Bar Chat | Line Chart | Area Chart | Histogram |
df.plot.bar() | df.plot.line() | df.plot.area() | df.plot.hist() |
Good for nominal and small ordinal categorical data. | Good for ordinal categorical and interval data. | Good for ordinal categorical and interval data. | Good for interval data. |
The pandas
library is the core library for Python data analysis: the "killer feature" that makes the entire ecosystem stick together. However, it can do more than load and transform your data: it can visualize it too! Indeed, the easy-to-use and expressive pandas plotting API is a big part of pandas
popularity.
In this section we will learn the basic pandas
plotting facilities, starting with the simplest type of visualization: single-variable or "univariate" visualizations. This includes basic tools like bar plots and line charts. Through these we'll get an understanding of pandas
plotting library structure, and spend some time examining data types.
import pandas as pd
reviews = pd.read_csv("../input/wine-reviews/winemag-data_first150k.csv", index_col=0)
reviews.head(3)
Bar charts are arguably the simplest data visualization. They map categories to numbers: the amount of eggs consumed for breakfast (a category) to a number breakfast-eating Americans, for example; or, in our case, wine-producing provinces of the world (category) to the number of labels of wines they produce (number):
reviews['province'].value_counts().head(10).plot.bar()

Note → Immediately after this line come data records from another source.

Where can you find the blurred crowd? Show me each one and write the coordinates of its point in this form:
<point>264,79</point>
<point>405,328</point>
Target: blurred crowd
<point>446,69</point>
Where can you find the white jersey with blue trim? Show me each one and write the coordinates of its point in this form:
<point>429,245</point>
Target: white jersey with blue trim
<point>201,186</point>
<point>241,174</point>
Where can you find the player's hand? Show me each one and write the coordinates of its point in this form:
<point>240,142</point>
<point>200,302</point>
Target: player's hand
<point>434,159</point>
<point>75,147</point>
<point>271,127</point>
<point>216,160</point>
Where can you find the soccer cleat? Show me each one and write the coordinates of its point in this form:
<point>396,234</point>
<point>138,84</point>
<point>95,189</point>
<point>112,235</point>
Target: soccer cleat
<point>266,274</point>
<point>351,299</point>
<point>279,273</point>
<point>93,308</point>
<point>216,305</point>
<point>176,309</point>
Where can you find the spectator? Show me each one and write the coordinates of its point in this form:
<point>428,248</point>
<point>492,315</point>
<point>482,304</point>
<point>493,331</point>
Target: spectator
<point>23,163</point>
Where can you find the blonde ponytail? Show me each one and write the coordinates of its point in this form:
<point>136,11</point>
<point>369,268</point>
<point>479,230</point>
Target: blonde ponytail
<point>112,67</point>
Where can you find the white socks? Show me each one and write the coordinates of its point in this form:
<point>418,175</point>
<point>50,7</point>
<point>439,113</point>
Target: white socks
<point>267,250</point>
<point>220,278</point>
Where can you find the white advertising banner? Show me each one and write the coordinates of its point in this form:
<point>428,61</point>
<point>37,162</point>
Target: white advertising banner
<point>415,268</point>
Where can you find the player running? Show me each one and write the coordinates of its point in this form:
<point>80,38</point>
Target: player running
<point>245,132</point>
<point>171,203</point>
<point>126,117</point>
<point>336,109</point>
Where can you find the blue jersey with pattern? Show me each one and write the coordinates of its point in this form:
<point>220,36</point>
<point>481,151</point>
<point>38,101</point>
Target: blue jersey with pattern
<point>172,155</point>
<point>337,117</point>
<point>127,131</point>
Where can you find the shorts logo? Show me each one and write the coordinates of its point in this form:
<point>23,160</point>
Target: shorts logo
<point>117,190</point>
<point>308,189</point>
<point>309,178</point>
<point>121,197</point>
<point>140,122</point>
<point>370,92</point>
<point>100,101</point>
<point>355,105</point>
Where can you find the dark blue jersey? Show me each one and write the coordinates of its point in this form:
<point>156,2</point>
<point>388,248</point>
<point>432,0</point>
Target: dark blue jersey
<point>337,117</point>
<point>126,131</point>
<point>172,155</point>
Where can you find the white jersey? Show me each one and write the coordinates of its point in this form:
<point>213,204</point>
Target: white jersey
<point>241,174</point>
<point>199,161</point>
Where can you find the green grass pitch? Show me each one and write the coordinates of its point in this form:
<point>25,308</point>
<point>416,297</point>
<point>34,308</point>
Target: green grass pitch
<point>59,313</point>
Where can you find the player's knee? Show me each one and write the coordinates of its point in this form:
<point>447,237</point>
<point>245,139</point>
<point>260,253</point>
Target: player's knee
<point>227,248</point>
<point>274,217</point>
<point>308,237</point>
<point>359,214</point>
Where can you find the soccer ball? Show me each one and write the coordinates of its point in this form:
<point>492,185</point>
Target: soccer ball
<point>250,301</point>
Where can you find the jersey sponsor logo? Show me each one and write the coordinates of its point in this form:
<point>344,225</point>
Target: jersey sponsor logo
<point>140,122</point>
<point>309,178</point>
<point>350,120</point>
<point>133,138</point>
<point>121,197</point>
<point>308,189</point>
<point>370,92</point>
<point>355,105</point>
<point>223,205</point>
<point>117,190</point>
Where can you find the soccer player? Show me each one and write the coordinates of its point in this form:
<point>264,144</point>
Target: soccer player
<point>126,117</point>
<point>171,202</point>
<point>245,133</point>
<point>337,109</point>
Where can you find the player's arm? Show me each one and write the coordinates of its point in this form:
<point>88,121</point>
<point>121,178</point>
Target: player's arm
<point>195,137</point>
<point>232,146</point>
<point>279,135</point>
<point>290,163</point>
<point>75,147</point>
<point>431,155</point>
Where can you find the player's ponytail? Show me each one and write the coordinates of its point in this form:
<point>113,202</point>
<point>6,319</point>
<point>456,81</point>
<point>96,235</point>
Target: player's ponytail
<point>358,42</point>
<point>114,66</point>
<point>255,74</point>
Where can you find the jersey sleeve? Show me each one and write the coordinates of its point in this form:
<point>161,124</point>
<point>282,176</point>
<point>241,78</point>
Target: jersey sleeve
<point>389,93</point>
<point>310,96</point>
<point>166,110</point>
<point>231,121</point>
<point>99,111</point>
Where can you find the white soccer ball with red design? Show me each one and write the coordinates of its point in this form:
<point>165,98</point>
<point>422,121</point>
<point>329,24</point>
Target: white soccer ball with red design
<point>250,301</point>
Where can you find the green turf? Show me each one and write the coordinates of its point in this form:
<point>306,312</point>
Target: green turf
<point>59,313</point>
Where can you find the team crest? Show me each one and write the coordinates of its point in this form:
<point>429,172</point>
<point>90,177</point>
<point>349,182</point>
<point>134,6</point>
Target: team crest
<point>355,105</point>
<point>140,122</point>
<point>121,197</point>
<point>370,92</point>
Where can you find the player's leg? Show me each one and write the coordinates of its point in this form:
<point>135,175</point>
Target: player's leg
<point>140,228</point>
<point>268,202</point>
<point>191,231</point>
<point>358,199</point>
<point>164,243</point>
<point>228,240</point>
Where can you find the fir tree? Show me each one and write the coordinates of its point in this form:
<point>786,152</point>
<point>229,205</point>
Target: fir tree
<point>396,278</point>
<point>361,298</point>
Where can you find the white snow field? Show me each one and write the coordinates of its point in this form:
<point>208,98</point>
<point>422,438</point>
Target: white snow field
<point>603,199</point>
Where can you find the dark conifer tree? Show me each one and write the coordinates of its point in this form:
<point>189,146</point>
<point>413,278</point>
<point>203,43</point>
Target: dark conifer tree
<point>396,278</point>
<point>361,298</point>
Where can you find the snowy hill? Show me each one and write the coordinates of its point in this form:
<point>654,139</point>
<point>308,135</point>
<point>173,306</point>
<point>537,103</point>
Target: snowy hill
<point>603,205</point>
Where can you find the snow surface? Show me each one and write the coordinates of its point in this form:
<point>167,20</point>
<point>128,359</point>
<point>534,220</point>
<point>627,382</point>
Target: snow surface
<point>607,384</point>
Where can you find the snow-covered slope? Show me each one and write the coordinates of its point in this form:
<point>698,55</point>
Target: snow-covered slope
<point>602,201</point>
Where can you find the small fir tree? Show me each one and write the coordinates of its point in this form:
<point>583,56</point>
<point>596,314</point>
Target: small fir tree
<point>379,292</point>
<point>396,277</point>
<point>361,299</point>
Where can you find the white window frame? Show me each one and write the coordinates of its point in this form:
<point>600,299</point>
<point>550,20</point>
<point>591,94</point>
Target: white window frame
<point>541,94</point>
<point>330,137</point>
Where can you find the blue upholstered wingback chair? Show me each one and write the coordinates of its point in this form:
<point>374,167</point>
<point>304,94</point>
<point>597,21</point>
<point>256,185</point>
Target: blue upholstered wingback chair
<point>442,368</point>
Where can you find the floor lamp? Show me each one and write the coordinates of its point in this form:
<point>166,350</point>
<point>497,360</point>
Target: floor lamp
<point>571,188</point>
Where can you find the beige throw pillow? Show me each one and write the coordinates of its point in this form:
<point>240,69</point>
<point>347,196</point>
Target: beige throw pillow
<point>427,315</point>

What does this plot tell us? It says California produces far more wine than any other province of the world! We might ask what percent of the total is Californian vintage? This bar chart tells us absolute numbers, but it's more useful to know relative proportions. No problem:
(reviews['province'].value_counts().head(10) / len(reviews)).plot.bar()
California produces almost a third of wines reviewed in Wine Magazine!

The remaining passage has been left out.